Legalization Lessons And Other Frank Advice From Wash., Colo. City Managers
Local leaders in Colorado and Washington are writing the playbook when it comes to recreational marijuana use. With voters in places like Alaska, Washington D.C. and Oregon likely to soon consider legalization, officials shared their experiences during the International City County Management Association's 100th Annual Conference.
One big shift in cities that have legalized recreational marijuana has to do with how law enforcement approaches their jobs. David Timmons, city manager in Port Townsend, Washington, said police have tried to treat pot no different from alcohol.
"Our police chief and myself, we've been in constant communication about this in terms of talking about how we go about implementing change in the organization," said Timmons during a conference call with reporters.
In Fort Collins, City Manager Darrin Atteberry said there's also a shift that can happen for some city employees who are against recreational marijuana but suddenly find themselves overseeing a program. This can present management challenges, said Atteberry.
"Be aware of that.

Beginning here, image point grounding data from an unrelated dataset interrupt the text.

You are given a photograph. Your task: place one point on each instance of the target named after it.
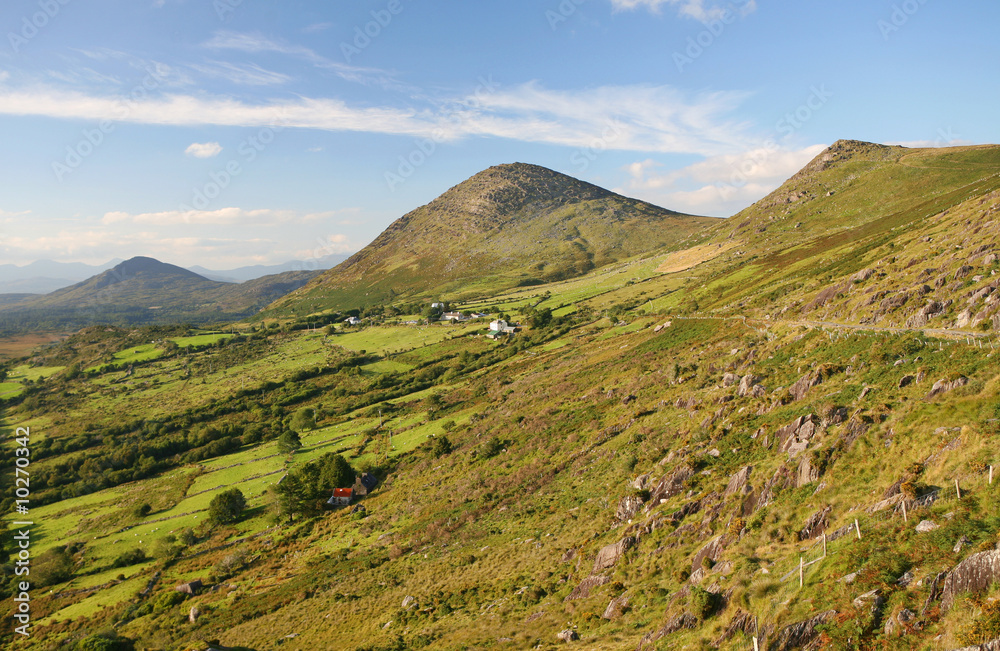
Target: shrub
(227, 506)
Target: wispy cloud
(249, 74)
(719, 185)
(643, 118)
(203, 149)
(701, 10)
(257, 43)
(230, 216)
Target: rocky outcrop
(616, 608)
(628, 506)
(610, 554)
(739, 483)
(794, 438)
(796, 636)
(945, 385)
(712, 551)
(582, 591)
(568, 635)
(975, 574)
(671, 485)
(816, 524)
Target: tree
(335, 472)
(442, 446)
(289, 441)
(227, 506)
(303, 419)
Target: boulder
(739, 483)
(794, 438)
(898, 623)
(616, 608)
(975, 574)
(806, 472)
(796, 636)
(816, 524)
(610, 554)
(568, 635)
(582, 591)
(944, 386)
(628, 506)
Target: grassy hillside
(660, 459)
(507, 226)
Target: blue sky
(231, 132)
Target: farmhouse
(341, 497)
(192, 587)
(364, 484)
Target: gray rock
(943, 386)
(628, 506)
(739, 482)
(616, 608)
(975, 574)
(567, 635)
(796, 636)
(610, 554)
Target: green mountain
(144, 290)
(748, 439)
(510, 225)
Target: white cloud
(203, 149)
(719, 185)
(628, 118)
(221, 217)
(695, 9)
(247, 74)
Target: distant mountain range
(144, 290)
(45, 276)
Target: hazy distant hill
(145, 290)
(509, 225)
(242, 274)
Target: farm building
(341, 497)
(192, 587)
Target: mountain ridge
(509, 225)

For example an employee in a city clerk's office who's now administering this program may have some real personal convictions that there's a big disconnect for them," he said.

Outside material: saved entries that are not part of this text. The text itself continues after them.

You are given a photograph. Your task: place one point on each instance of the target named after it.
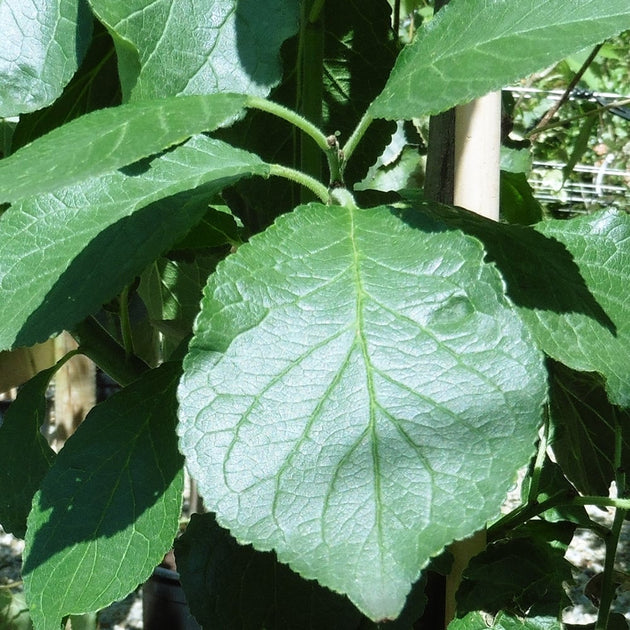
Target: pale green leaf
(25, 456)
(41, 47)
(472, 47)
(358, 393)
(109, 508)
(57, 250)
(569, 279)
(105, 140)
(200, 47)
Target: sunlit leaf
(358, 393)
(472, 47)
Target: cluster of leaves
(364, 377)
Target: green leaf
(25, 456)
(518, 204)
(504, 621)
(600, 246)
(41, 48)
(105, 140)
(359, 52)
(94, 86)
(490, 582)
(13, 611)
(358, 393)
(171, 291)
(109, 508)
(569, 279)
(203, 47)
(584, 425)
(472, 47)
(57, 250)
(228, 585)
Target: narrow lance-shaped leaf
(56, 251)
(474, 46)
(235, 44)
(358, 393)
(105, 140)
(25, 456)
(41, 47)
(109, 508)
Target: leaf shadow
(109, 262)
(118, 474)
(540, 273)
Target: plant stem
(612, 541)
(540, 460)
(97, 344)
(256, 102)
(594, 112)
(125, 322)
(310, 85)
(565, 97)
(348, 149)
(301, 178)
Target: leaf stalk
(301, 178)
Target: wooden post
(476, 188)
(75, 392)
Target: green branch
(348, 149)
(301, 178)
(262, 104)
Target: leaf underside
(358, 394)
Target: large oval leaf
(474, 46)
(202, 47)
(41, 47)
(358, 393)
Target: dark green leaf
(103, 141)
(25, 456)
(518, 204)
(94, 86)
(228, 585)
(171, 291)
(41, 47)
(57, 250)
(472, 47)
(569, 280)
(359, 52)
(14, 611)
(491, 583)
(109, 508)
(204, 47)
(334, 357)
(218, 227)
(553, 482)
(584, 430)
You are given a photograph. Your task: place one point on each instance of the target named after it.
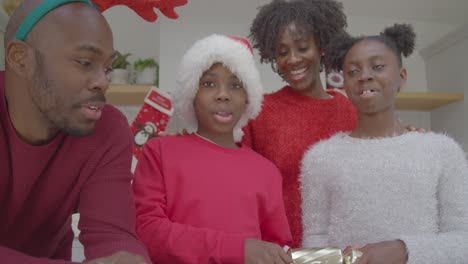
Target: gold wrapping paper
(329, 255)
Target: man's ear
(403, 77)
(20, 58)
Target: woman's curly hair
(322, 18)
(400, 38)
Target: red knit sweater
(197, 202)
(42, 186)
(287, 125)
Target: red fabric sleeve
(106, 206)
(9, 256)
(274, 225)
(247, 139)
(170, 242)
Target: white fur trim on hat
(233, 54)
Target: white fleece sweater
(412, 187)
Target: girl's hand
(386, 252)
(183, 133)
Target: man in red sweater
(62, 150)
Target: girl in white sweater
(402, 197)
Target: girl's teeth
(299, 71)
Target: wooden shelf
(422, 101)
(425, 101)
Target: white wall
(197, 21)
(133, 34)
(447, 69)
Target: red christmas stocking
(144, 8)
(151, 119)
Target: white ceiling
(445, 11)
(441, 11)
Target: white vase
(146, 76)
(120, 76)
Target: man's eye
(84, 62)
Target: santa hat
(235, 54)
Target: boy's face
(372, 76)
(220, 102)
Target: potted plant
(120, 73)
(146, 71)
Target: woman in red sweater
(291, 36)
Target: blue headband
(39, 12)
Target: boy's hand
(261, 252)
(386, 252)
(121, 257)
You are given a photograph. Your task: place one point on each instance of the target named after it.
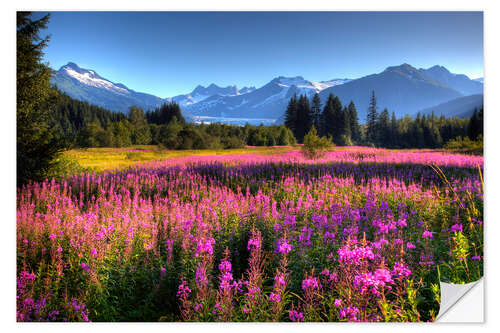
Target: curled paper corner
(462, 303)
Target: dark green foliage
(316, 112)
(38, 144)
(291, 113)
(354, 123)
(371, 120)
(425, 131)
(164, 114)
(475, 127)
(314, 146)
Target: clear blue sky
(169, 53)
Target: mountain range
(403, 89)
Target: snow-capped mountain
(201, 93)
(402, 89)
(87, 85)
(459, 82)
(267, 102)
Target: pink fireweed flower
(401, 270)
(254, 244)
(205, 246)
(183, 291)
(329, 236)
(295, 316)
(383, 275)
(311, 284)
(305, 236)
(226, 281)
(276, 298)
(427, 234)
(279, 281)
(456, 228)
(201, 276)
(225, 266)
(349, 313)
(283, 246)
(410, 246)
(355, 255)
(401, 223)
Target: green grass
(100, 159)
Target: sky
(170, 53)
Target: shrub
(465, 143)
(314, 146)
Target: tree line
(341, 124)
(81, 124)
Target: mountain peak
(405, 68)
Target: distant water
(234, 121)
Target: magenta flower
(311, 284)
(427, 234)
(274, 297)
(295, 316)
(283, 246)
(254, 243)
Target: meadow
(260, 234)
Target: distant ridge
(403, 89)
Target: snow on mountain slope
(268, 101)
(87, 85)
(90, 78)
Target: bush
(465, 143)
(314, 146)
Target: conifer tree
(303, 121)
(291, 113)
(371, 120)
(328, 117)
(37, 146)
(384, 129)
(354, 123)
(316, 111)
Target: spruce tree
(354, 123)
(384, 129)
(328, 117)
(303, 121)
(291, 114)
(371, 120)
(394, 131)
(316, 111)
(37, 146)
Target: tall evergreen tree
(371, 120)
(328, 117)
(354, 123)
(316, 111)
(291, 113)
(141, 134)
(384, 129)
(37, 146)
(303, 121)
(394, 131)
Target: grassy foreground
(100, 159)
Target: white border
(7, 199)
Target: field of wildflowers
(362, 234)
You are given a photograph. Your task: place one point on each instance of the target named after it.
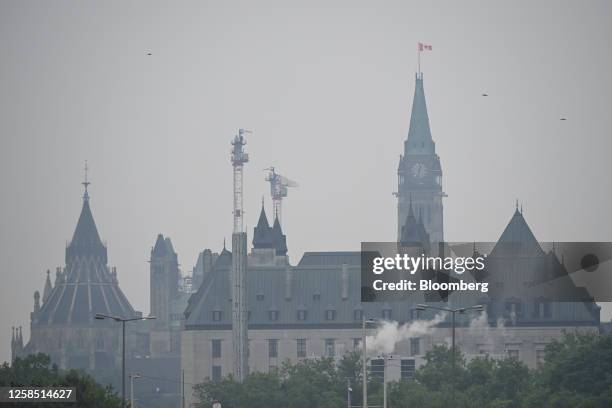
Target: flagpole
(419, 58)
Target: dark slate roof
(266, 237)
(419, 139)
(316, 287)
(337, 258)
(86, 286)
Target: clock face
(418, 170)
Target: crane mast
(238, 279)
(278, 188)
(239, 157)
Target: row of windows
(330, 315)
(329, 349)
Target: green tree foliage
(37, 371)
(577, 372)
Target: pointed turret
(160, 248)
(414, 232)
(419, 139)
(48, 288)
(36, 302)
(86, 240)
(420, 171)
(517, 238)
(86, 285)
(280, 240)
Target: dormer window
(514, 308)
(541, 308)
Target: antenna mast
(239, 157)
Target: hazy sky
(327, 88)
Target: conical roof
(160, 248)
(280, 240)
(86, 286)
(419, 139)
(517, 239)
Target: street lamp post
(123, 321)
(453, 312)
(364, 360)
(348, 391)
(132, 377)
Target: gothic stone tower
(163, 280)
(63, 326)
(419, 172)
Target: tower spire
(86, 182)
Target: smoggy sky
(327, 89)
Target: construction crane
(239, 157)
(278, 187)
(238, 282)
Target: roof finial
(86, 183)
(410, 210)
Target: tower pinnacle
(86, 182)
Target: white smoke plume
(388, 334)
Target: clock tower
(420, 173)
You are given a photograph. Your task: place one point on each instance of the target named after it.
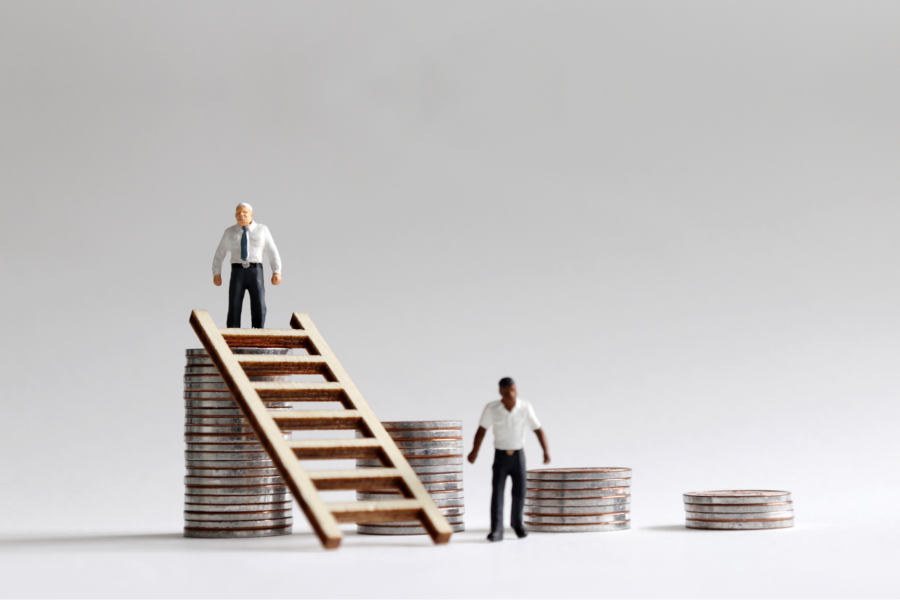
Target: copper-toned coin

Even with all the planning cities and counties do around legalized marijuana, Boulder City Manager Jane Brautigam said there are some small details that can get overlooked. Due to the smell of marijuana, the city had to provide extra uniforms for employees performing audits and inspections, and a dedicated vehicle.
"Because if we were shutting down a facility and we put marijuana in a regular truck, it would make the truck smell, and other employees didn't want to get in there," said Brautigam.
Rules like these can only be written up based on experience. It’s yet another reason why municipal leaders in states that legalize recreational marijuana this fall will be looking to Colorado and Washington for direction.